Após o jogo Vila Nova e Operário Ferroviário, realizado no Estádio Onésio Brasileiro Alvarenga, houve uma confusão generalizada, iniciada em campo, entre os jogadores das duas equipes e, posteriormente, envolvendo torcedores que estavam sentados na tribuna de honra do Vila Nova, onde eu estava.

Na ocasião, o jogador do Operário conhecido como Berto lançou diversos objetos nos torcedores e policiais da tribuna, inclusive em minha direção, o que está gravado em imagens. Nesse momento, ao ver o representante da CBF em campo, próximo aos fatos, eu tentei indicar a ele qual era o jogador que estava cometendo as agressões. Como eu estava distante e não poderia ser ouvido, fiz um gesto ao representante da CBF de puxar o meu cabelo, para fazer referência à principal característica física do jogador que pudesse ser identificada de longe, que é o seu cabelo longo.

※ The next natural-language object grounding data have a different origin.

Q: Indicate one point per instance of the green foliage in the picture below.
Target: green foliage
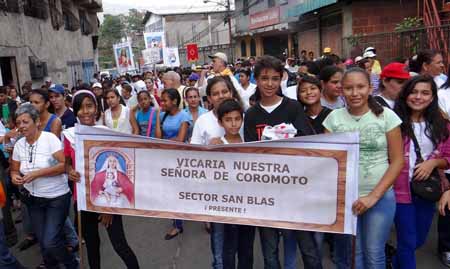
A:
(354, 40)
(409, 23)
(408, 35)
(116, 27)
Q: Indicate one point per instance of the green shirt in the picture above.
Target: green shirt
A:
(373, 148)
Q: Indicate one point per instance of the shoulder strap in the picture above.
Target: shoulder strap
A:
(419, 158)
(150, 121)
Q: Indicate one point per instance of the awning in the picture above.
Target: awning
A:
(307, 6)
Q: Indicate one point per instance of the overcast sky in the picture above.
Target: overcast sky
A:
(121, 6)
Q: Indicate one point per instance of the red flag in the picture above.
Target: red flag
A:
(192, 52)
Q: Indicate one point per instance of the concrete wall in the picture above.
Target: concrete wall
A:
(24, 36)
(375, 16)
(182, 28)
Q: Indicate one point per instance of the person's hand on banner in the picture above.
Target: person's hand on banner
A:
(105, 219)
(444, 202)
(30, 177)
(73, 175)
(17, 179)
(363, 204)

O gesto, que foi filmado e amplamente divulgado, posteriormente, já na delegacia, foi apontado pelo jogador como um ato de injúria racial.

Aqui, é importante destacar que, em nenhum momento antes do depoimento na delegacia, o jogador havia feito acusações contra mim. Ao contrário.

Antes disso, Berto me procurou para pedir desculpas pela grave agressão gratuita que sofri por parte do seu companheiro de time, que me acertou com uma garrafa arremessada do campo, que culminou num corte no meu lábio superior e a necessidade de quatro pontos para sutura. Em ato instintivo, arremessei de volta a garrafa para o campo.

Berto chegou a me presentear com sua própria camisa usada no jogo, na tentativa de se retratar pela confusão iniciada em campo. Nesse momento, o jogador me afirmou que não tinha quaisquer acusações de injúria racial contra mim. As acusações eram feitas contra um outro torcedor.

Tudo isso foi gravado pela própria Imprensa que cobria o jogo e foi divulgado em imagens nas redes sociais ainda na madrugada de sábado para domingo.

Após tais acontecimentos, me dirigi de forma espontânea à Central de Flagrantes da Polícia Civil de Goiânia, num ato de boa-fé, para ajudar no esclarecimento dos fatos e também para registrar um boletim de ocorrência da agressão que sofri. Mas me deparei com a mudança de afirmação do jogador, que passou a fazer acusações falsas contra mim, em depoimento à polícia.

Reforço e deixo público que, além da agressão física, fui vítima de uma clara tentativa de assassinato de reputação, a partir de denúncia caluniosa por parte do jogador do Operário Ferroviário.

Diante de tudo isso, tomarei todas as providências para me defender e administrar as consequências dessas afirmações falsas e caluniosas contra mim. Agirei de forma transparente e justa, mas firme, evidenciando sempre que nem agora ou em nenhum outro momento houve, de minha parte, qualquer ato de discriminação e/ou injúria de qualquer natureza para com outro indivíduo.

Creio na Justiça terrena que esclarecerá e atestará minha inocência, como creio na Justiça Divina, que fará prevalecer a verdade de forma absoluta.